You can review the output .jsonl file and see how the simulated conversation developed with each generated query.

## Evaluate simulation for groundedness

Now that you have a dataset, you can evaluate the quality and effectiveness of your generative AI application. In this example, you will use groundedness as your quality metric. 

In [None]:
from azure.ai.evaluation import GroundednessEvaluator, evaluate

groundedness_evaluator = GroundednessEvaluator(model_config=model_config)
eval_output = evaluate(
    data=output_file,
    evaluators={
        "groundedness": groundedness_evaluator
    },
    output_path="groundedness_eval_output.json"
)

If the groundedness metric isn't close to 1.0, you can change the LLM parameters such as `temperature`, `top_p`, `presence_penalty` or `frequency_penalty` in the `application.prompty` file and re-run the notebook cells to generate a new dataset for evaluation.

## Conclusion

In this exercise you created a synthetic dataset simulating a conversation between an user and a chat completion app. By using this dataset, you can evaluate the quality of your app's responses and fine-tune it to achieve the desired results.

## Clean up

If you've finished the exercise, you should delete the resources you have created to avoid incurring unnecessary Azure costs.
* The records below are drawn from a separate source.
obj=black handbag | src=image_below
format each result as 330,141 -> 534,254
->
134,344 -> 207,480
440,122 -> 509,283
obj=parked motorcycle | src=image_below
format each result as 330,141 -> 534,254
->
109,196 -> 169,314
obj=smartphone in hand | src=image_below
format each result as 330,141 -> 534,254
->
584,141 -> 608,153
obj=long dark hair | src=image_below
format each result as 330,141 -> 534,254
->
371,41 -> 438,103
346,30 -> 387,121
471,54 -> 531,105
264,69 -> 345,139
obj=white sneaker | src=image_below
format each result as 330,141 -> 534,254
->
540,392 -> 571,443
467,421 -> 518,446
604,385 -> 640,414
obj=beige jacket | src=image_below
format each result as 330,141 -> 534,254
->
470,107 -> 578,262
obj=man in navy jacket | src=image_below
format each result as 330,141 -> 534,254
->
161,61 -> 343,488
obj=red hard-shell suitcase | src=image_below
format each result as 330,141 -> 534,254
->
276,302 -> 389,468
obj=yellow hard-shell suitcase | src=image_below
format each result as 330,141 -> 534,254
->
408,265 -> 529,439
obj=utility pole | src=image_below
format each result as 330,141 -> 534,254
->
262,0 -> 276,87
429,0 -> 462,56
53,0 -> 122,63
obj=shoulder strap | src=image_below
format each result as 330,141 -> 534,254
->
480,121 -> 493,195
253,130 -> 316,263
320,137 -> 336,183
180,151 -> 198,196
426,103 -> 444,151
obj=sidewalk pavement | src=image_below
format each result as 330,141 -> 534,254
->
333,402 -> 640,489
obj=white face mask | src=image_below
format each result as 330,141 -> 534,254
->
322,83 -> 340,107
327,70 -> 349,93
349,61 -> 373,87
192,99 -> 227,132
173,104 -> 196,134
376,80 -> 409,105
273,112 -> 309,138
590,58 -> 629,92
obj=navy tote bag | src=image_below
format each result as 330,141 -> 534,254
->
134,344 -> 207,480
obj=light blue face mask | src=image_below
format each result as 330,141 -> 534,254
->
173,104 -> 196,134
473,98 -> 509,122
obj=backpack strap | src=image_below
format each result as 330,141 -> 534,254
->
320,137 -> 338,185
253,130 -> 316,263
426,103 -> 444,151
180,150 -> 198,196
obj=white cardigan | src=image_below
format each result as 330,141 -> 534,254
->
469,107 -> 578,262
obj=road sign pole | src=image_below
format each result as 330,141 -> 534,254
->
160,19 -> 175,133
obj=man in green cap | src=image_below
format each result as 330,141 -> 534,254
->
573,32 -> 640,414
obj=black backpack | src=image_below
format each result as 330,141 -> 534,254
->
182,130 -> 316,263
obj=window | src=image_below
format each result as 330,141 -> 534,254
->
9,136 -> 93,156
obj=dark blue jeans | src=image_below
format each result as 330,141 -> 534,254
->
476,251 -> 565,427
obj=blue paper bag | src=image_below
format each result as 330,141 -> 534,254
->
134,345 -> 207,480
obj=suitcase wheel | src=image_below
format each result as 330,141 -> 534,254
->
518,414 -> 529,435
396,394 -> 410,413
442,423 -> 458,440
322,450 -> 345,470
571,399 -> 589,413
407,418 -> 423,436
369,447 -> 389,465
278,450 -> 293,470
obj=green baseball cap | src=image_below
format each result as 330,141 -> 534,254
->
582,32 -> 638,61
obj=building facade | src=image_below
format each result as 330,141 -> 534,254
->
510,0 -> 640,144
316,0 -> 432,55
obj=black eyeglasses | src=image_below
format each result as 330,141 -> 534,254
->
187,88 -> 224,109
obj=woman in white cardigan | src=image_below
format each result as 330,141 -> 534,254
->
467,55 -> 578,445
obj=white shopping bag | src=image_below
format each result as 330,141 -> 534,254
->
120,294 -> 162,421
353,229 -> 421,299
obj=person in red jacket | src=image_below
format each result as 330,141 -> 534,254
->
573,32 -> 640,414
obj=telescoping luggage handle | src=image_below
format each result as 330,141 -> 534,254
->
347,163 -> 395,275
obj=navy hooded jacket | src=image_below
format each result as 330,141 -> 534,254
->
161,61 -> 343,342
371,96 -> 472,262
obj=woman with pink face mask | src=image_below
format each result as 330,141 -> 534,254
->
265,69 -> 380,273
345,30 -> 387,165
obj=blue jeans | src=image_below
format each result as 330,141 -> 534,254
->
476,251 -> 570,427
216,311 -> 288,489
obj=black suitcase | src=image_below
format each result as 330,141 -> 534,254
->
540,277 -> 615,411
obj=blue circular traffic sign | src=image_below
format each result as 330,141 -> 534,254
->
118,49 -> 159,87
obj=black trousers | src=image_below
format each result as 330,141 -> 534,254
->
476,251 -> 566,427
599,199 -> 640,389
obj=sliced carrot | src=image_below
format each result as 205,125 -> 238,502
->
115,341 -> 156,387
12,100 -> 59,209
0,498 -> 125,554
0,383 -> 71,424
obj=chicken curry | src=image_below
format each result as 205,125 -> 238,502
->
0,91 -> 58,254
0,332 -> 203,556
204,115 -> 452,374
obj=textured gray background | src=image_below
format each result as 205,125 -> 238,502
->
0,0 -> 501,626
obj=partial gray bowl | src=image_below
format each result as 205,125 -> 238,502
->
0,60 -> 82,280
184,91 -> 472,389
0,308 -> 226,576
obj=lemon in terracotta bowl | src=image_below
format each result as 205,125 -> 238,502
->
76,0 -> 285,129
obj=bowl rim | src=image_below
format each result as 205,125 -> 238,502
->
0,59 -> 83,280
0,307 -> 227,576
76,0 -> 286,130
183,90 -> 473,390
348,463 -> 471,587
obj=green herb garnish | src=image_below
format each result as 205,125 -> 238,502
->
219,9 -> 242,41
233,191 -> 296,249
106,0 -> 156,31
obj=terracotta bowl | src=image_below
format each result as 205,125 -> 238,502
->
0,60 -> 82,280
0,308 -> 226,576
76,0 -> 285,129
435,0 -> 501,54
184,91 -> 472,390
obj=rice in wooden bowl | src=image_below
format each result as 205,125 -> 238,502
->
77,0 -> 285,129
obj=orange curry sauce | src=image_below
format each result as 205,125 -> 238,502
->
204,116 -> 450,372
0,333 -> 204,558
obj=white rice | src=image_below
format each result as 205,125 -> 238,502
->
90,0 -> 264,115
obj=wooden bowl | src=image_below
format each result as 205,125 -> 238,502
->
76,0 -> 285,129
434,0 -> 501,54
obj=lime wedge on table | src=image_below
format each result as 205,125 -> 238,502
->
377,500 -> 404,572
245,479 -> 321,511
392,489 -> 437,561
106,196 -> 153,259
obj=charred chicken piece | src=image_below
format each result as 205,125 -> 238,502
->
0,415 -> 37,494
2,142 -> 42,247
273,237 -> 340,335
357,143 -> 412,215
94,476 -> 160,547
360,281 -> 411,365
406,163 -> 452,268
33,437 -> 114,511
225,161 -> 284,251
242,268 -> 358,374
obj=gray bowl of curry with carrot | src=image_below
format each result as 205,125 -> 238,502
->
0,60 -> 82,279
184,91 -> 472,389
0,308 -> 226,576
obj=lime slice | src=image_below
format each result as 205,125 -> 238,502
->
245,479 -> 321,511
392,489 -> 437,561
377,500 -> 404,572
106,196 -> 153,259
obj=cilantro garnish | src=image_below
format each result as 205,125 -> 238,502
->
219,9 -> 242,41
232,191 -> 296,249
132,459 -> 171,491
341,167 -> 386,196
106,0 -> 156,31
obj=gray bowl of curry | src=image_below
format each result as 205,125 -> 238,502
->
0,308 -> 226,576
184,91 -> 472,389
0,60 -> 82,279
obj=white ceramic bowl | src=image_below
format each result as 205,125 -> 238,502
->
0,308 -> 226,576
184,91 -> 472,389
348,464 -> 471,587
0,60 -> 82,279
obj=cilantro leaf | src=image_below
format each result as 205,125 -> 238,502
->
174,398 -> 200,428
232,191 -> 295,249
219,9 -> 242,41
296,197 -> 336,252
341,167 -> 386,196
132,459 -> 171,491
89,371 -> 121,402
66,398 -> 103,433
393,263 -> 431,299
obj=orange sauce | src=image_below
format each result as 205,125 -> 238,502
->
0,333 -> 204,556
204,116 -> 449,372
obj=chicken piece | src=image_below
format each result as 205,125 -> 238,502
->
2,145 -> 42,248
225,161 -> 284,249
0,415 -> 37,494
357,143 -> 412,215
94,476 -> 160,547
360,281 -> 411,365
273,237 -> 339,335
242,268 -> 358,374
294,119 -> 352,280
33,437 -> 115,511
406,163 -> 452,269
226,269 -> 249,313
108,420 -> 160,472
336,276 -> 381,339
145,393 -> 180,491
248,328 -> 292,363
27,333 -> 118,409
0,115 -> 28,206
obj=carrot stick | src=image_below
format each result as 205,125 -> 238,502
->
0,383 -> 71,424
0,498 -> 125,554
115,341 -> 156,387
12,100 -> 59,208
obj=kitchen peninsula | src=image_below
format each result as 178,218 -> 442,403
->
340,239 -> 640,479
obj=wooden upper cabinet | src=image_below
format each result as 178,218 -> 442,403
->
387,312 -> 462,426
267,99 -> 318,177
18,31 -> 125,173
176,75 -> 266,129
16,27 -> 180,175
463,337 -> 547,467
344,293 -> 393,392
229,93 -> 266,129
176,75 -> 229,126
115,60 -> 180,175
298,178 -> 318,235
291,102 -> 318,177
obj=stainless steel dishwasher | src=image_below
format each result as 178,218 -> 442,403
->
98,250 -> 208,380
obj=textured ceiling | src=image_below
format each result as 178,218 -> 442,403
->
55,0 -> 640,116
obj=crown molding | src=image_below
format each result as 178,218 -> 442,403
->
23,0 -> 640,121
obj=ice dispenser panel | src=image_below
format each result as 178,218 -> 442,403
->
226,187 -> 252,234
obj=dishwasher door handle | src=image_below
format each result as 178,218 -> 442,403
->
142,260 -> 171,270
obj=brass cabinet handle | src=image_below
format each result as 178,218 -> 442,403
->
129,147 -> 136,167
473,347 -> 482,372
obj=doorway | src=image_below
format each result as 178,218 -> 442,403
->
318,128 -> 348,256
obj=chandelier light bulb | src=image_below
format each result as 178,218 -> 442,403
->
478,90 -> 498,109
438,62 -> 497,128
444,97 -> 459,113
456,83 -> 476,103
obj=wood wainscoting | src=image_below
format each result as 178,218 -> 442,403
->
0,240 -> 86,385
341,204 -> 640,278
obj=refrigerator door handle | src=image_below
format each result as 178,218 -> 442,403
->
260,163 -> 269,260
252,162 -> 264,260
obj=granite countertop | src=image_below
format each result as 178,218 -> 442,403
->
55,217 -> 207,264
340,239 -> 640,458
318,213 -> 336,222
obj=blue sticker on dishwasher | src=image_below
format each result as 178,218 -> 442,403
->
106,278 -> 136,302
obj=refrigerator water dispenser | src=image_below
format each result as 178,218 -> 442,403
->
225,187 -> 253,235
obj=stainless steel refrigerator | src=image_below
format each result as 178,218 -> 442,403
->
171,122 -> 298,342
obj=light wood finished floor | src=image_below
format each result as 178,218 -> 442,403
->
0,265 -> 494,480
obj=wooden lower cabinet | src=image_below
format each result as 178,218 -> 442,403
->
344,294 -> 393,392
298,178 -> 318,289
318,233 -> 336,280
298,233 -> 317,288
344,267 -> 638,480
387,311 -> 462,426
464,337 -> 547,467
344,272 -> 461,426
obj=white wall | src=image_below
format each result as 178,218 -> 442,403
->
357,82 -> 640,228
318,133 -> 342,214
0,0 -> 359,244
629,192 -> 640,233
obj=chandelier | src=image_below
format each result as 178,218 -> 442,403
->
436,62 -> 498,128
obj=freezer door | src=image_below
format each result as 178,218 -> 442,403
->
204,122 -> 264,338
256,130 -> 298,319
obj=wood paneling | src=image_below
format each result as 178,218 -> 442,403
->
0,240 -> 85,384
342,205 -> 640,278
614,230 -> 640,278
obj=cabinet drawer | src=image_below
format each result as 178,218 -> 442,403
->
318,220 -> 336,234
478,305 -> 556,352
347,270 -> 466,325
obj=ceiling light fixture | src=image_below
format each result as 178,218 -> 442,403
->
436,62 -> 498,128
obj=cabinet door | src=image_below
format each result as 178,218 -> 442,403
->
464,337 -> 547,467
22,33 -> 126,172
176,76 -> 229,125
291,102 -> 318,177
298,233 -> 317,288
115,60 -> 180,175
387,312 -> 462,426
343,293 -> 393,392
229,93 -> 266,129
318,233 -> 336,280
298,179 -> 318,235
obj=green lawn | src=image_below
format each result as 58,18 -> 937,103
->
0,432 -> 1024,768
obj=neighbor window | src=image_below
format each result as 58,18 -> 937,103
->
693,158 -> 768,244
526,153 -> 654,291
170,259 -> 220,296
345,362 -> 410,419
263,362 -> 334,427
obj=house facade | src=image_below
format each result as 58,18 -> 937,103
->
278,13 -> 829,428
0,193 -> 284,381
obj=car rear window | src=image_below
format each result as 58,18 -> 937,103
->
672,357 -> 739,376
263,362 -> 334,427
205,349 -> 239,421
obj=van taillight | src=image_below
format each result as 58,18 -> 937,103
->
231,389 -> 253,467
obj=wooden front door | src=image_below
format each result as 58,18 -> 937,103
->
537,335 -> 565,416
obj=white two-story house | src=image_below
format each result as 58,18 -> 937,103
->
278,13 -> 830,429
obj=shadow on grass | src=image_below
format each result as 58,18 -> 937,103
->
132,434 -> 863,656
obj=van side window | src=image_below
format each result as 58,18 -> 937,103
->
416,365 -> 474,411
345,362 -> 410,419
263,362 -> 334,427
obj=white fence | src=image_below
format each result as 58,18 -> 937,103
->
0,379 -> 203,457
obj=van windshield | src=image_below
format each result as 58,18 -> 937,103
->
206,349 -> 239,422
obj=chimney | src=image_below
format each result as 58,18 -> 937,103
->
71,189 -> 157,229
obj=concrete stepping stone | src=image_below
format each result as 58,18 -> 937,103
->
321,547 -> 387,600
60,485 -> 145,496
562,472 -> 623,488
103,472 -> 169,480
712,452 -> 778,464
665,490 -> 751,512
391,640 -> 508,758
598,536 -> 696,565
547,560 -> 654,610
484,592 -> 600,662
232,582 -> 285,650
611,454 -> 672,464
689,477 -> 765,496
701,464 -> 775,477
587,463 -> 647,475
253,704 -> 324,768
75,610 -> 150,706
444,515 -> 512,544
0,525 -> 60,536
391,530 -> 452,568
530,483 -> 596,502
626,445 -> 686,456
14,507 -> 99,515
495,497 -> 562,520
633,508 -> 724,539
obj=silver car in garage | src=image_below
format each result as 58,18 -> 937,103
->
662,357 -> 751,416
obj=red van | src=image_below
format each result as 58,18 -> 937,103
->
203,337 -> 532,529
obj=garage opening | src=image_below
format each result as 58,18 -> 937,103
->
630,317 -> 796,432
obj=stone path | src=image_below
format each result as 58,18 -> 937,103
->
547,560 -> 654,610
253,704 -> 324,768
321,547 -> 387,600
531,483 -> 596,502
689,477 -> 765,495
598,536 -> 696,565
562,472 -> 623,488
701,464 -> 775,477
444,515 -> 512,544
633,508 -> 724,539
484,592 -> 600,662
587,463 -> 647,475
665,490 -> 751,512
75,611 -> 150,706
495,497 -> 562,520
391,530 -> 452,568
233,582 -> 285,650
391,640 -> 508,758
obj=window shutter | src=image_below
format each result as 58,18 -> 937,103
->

1. Return to the browser tab containing the Azure portal (or re-open the [Azure portal](https://portal.azure.com?azure-portal=true) in a new browser tab) and view the contents of the resource group where you deployed the resources used in this exercise.
1. On the toolbar, select **Delete resource group**.
1. Enter the resource group name and confirm that you want to delete it.